The stiletto shoe is much prized by women with smaller feet than mine. My feet are like big, square flippers; they can propel me through water at great speed, but they’re not so good in high heels. Which turns out to be lucky, because stilettos are living up to their name this week: a woman has just been charged with murder in America, for allegedly hitting her boyfriend in the head with her high heel. And this is hardly a one-off incident, either. Not only does just such a murder happen in the ropey 90s film, Single White Female, but a shop assistant in Selfridges once told me she’d seen one woman stab another’s hand with a stiletto during the sales. Turns out sensible shoes really are the safest option, and not just for your bunions.


By the time you read this, I hope it will be raining.
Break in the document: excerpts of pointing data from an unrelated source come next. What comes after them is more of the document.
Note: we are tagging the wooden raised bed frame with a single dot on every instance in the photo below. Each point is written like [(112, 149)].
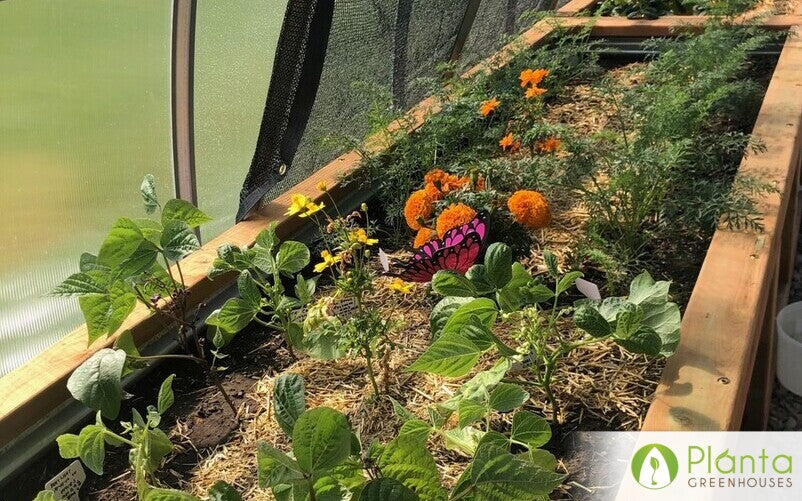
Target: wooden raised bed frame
[(727, 329)]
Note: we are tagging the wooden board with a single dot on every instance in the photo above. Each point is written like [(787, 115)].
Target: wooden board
[(34, 390), (705, 384)]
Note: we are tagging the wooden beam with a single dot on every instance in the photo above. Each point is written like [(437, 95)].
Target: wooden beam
[(35, 389), (705, 384)]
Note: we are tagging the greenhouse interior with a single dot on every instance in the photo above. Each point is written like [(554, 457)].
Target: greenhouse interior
[(399, 250)]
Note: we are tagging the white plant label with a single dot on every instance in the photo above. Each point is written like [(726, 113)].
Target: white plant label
[(68, 482), (588, 289)]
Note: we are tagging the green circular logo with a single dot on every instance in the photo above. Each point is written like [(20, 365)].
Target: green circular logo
[(654, 466)]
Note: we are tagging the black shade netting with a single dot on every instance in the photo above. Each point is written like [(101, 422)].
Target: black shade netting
[(337, 61)]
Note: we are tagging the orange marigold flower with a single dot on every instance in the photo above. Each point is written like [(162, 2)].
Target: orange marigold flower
[(533, 77), (419, 206), (507, 142), (530, 209), (454, 215), (549, 145), (534, 92), (424, 235), (433, 191), (489, 106)]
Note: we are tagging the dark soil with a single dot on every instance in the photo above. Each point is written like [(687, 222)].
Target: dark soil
[(200, 419)]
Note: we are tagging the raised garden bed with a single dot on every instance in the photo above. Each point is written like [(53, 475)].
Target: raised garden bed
[(705, 385)]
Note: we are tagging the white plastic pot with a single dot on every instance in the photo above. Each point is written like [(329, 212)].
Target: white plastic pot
[(789, 347)]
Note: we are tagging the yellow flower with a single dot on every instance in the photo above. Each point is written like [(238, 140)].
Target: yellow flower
[(398, 285), (328, 260), (311, 208), (303, 206), (359, 235), (298, 204)]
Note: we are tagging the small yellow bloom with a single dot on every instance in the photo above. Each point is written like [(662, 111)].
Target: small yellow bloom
[(299, 202), (328, 260), (311, 208), (398, 285), (359, 235)]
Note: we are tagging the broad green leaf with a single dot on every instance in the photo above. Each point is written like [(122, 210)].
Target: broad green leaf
[(644, 340), (451, 283), (159, 446), (217, 335), (470, 411), (292, 257), (506, 397), (159, 494), (289, 401), (551, 263), (321, 439), (305, 289), (665, 320), (498, 264), (530, 430), (463, 440), (223, 491), (151, 230), (68, 446), (267, 238), (248, 289), (148, 191), (644, 290), (497, 474), (591, 321), (123, 239), (416, 427), (96, 382), (181, 210), (452, 355), (276, 468), (386, 489), (88, 262), (140, 261), (178, 240), (628, 321), (482, 307), (407, 460), (166, 396), (478, 276), (105, 313), (125, 342), (567, 281), (79, 284), (92, 447), (234, 316), (442, 311)]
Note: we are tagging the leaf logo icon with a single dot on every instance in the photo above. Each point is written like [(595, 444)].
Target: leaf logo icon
[(654, 466)]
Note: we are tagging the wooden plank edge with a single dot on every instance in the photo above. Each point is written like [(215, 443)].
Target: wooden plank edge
[(704, 385), (35, 389)]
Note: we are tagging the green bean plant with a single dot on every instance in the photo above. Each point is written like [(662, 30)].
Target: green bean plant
[(138, 262), (645, 322), (327, 460), (263, 297)]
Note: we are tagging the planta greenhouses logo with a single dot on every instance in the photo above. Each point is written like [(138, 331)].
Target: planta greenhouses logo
[(654, 466)]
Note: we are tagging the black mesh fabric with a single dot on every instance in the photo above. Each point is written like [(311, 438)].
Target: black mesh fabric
[(389, 45)]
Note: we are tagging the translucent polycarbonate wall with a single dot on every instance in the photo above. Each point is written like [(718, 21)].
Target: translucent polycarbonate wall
[(235, 42), (84, 114)]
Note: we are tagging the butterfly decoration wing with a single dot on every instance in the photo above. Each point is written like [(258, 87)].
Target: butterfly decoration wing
[(451, 238), (458, 257), (457, 250)]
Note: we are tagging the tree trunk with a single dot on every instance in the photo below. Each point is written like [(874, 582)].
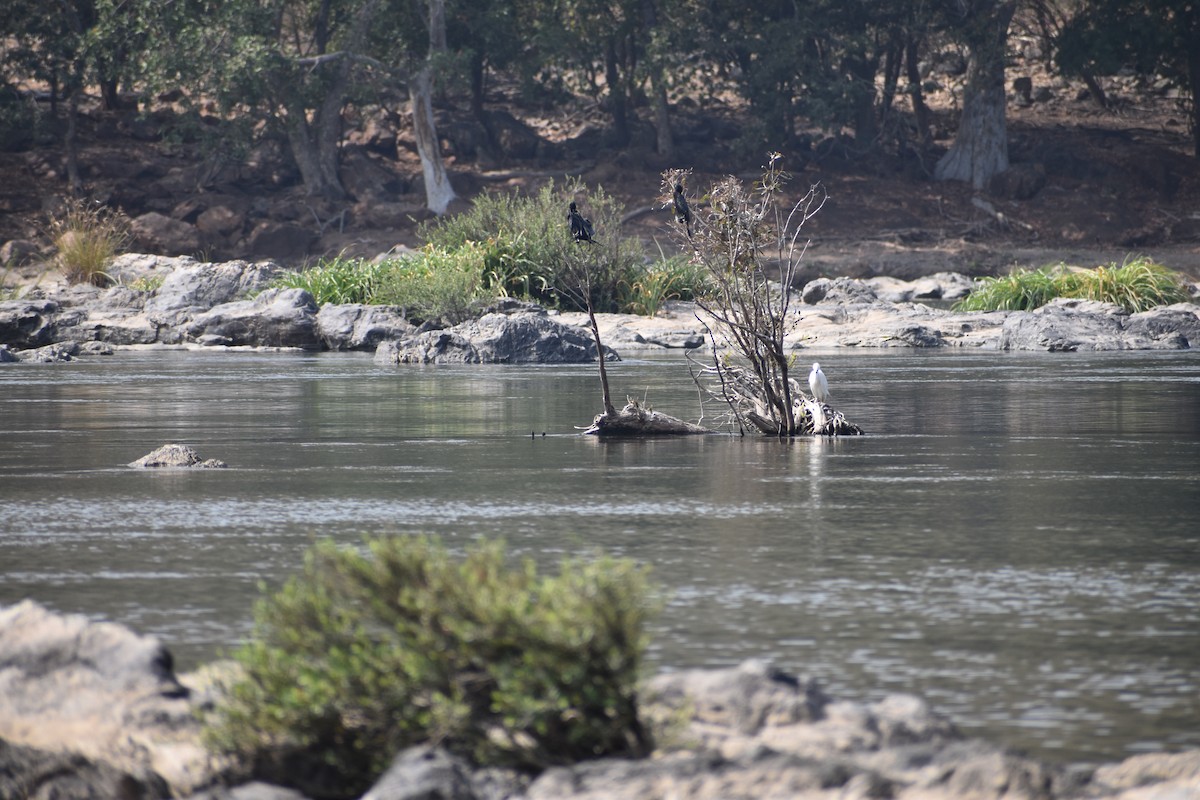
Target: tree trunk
[(616, 96), (438, 192), (981, 145), (318, 175), (919, 109), (862, 71), (606, 396), (665, 139)]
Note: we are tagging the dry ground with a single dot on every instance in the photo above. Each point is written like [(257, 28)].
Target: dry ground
[(1119, 182)]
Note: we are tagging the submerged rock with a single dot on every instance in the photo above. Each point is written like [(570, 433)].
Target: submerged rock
[(525, 337), (281, 318), (177, 456), (101, 703)]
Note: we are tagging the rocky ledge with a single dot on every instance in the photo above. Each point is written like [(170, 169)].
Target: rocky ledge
[(94, 710), (178, 301)]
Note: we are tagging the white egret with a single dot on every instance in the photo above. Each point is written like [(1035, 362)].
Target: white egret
[(817, 384)]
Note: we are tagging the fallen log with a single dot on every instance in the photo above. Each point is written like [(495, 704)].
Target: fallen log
[(636, 421)]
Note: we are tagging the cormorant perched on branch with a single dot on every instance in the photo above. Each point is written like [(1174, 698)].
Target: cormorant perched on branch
[(683, 214), (581, 228)]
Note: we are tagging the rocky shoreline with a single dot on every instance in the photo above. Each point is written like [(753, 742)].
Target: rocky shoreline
[(91, 709), (181, 302)]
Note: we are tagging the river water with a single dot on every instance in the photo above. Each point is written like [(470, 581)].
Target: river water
[(1017, 539)]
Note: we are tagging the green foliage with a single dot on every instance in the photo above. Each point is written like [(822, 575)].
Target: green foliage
[(531, 238), (336, 281), (647, 289), (1137, 286), (88, 236), (432, 283), (366, 653), (435, 283)]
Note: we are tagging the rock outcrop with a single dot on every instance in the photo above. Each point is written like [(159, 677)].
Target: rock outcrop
[(177, 456), (523, 337), (100, 702), (180, 301)]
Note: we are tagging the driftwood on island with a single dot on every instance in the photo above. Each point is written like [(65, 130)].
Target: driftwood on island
[(636, 421)]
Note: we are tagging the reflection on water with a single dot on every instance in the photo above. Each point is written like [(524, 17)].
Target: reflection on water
[(1015, 540)]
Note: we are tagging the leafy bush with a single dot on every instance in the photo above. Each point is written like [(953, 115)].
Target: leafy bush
[(432, 283), (1019, 290), (366, 653), (1137, 286), (533, 232), (646, 289), (337, 281), (88, 236), (435, 283)]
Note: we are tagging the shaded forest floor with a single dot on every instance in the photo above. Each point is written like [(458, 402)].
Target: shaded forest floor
[(1117, 182)]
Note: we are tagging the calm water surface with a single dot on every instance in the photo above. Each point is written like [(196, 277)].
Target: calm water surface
[(1017, 540)]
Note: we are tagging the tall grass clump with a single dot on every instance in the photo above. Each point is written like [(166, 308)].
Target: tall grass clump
[(533, 232), (87, 238), (371, 650), (1137, 286), (435, 282), (339, 280)]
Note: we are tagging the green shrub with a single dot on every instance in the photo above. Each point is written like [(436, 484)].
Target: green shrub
[(435, 282), (335, 281), (366, 653), (1137, 286), (532, 232), (648, 288), (88, 236)]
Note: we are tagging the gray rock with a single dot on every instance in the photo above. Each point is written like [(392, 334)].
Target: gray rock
[(281, 318), (30, 773), (18, 252), (175, 455), (28, 323), (71, 686), (424, 773), (1066, 325), (51, 353), (525, 337), (745, 698), (129, 268), (837, 290), (355, 326), (253, 791), (192, 289)]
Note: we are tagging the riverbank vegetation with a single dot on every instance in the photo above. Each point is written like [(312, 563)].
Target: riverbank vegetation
[(751, 245), (370, 650), (1137, 284), (87, 236), (511, 246)]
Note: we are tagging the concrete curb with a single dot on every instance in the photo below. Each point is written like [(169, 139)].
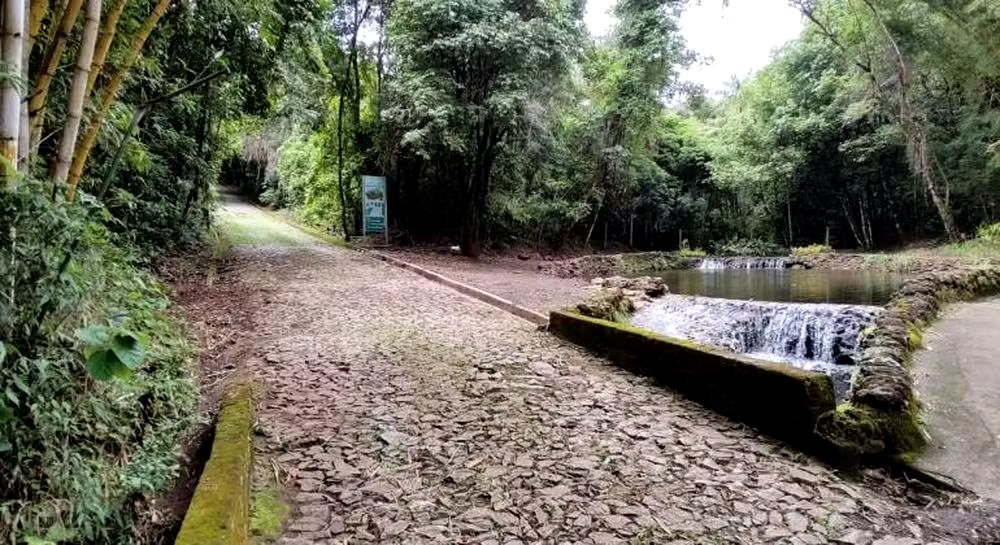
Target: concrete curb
[(532, 316), (219, 513), (476, 293)]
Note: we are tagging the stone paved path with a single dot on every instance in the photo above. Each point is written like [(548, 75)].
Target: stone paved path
[(395, 410), (958, 377)]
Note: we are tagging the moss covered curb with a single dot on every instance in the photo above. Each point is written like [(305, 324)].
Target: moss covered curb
[(775, 398), (219, 513), (882, 417)]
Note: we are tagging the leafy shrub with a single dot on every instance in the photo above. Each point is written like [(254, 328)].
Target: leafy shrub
[(812, 249), (748, 247), (691, 252), (77, 454), (990, 232)]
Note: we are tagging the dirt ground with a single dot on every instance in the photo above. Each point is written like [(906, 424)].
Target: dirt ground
[(394, 410), (515, 279)]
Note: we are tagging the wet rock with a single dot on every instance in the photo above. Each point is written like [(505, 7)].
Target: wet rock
[(612, 305)]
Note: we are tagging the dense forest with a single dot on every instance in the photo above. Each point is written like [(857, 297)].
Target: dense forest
[(496, 122), (504, 122)]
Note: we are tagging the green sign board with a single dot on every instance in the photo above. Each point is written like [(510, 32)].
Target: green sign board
[(374, 205)]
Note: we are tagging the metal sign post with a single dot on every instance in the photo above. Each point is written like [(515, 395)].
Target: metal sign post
[(374, 206)]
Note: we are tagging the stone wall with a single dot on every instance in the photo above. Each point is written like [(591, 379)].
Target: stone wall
[(882, 416), (775, 398), (592, 266), (900, 263)]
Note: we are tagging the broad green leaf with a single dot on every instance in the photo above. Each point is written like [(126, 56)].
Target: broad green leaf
[(94, 335), (129, 350), (21, 385), (104, 365)]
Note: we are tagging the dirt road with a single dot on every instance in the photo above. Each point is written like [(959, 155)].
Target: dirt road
[(395, 410)]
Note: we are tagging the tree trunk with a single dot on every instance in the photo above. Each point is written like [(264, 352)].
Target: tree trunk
[(914, 126), (27, 42), (110, 94), (53, 56), (478, 190), (77, 92), (788, 210), (10, 94), (107, 36), (340, 163)]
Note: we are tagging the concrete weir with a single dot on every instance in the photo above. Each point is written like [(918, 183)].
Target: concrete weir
[(726, 382)]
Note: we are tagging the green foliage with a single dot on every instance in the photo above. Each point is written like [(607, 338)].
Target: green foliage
[(990, 232), (268, 515), (111, 352), (811, 250), (77, 455), (748, 247)]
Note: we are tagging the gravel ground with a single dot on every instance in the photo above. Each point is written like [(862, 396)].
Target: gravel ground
[(395, 410), (513, 279)]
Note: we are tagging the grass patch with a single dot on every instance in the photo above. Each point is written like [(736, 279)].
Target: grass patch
[(811, 250), (257, 229)]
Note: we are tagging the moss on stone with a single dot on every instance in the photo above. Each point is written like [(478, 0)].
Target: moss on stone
[(776, 398), (220, 510), (268, 514), (914, 336), (852, 430)]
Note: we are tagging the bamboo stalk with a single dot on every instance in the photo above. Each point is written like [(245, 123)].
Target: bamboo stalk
[(107, 36), (23, 133), (77, 95), (40, 95), (37, 11), (10, 93), (110, 94)]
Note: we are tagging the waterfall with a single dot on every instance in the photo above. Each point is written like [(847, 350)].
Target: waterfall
[(715, 263), (821, 337)]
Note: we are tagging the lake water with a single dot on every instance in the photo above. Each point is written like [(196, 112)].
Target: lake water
[(785, 285)]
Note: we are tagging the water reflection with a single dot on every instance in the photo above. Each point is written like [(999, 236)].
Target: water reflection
[(785, 285)]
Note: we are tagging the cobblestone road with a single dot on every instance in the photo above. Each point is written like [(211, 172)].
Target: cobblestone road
[(395, 410)]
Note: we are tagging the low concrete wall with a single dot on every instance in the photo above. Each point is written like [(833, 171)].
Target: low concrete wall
[(476, 293), (775, 398), (219, 513)]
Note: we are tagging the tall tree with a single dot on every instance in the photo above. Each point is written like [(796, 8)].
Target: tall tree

And I hope it for two reasons. The first is that I will then look like I can control the weather, which is kinda cool. Or hot. Depends what mood I’m in. And the second is that my flat will no longer feel like the jungle. Why is hot London so much grimmer than hot anywhere else? I can’t decide if it’s because I live here all year round, so have to work in the heat and not swan about pondering a swim, like I would if I were on holiday. Or is it the humidity, which means I turn up everywhere just feeling like I swam there? I know air-conditioning is a sign of moral and ecological weakness, but how about if we just did Regent’s Park, so I can go for a nice cool walk? That wouldn’t be selfish, surely.


If you are staying in London this August, but still want the fun of the Edinburgh Fringe, the Camden Fringe started this week. Although it can’t promise everything that Edinburgh can (a minimum of six productions of Macbeth every year, and at least three Medeas), it does offer great comedy and theatre in hot venues which are much nearer your house than Scotland (unless you’re reading this online, in Scotland). And there are bound to be at least a couple of shows which still being written, just like Edinburgh. So why not head up through the soon-to-be air-conditioned Regent’s Park, past the zoo and the newly cool penguins, and take in a show?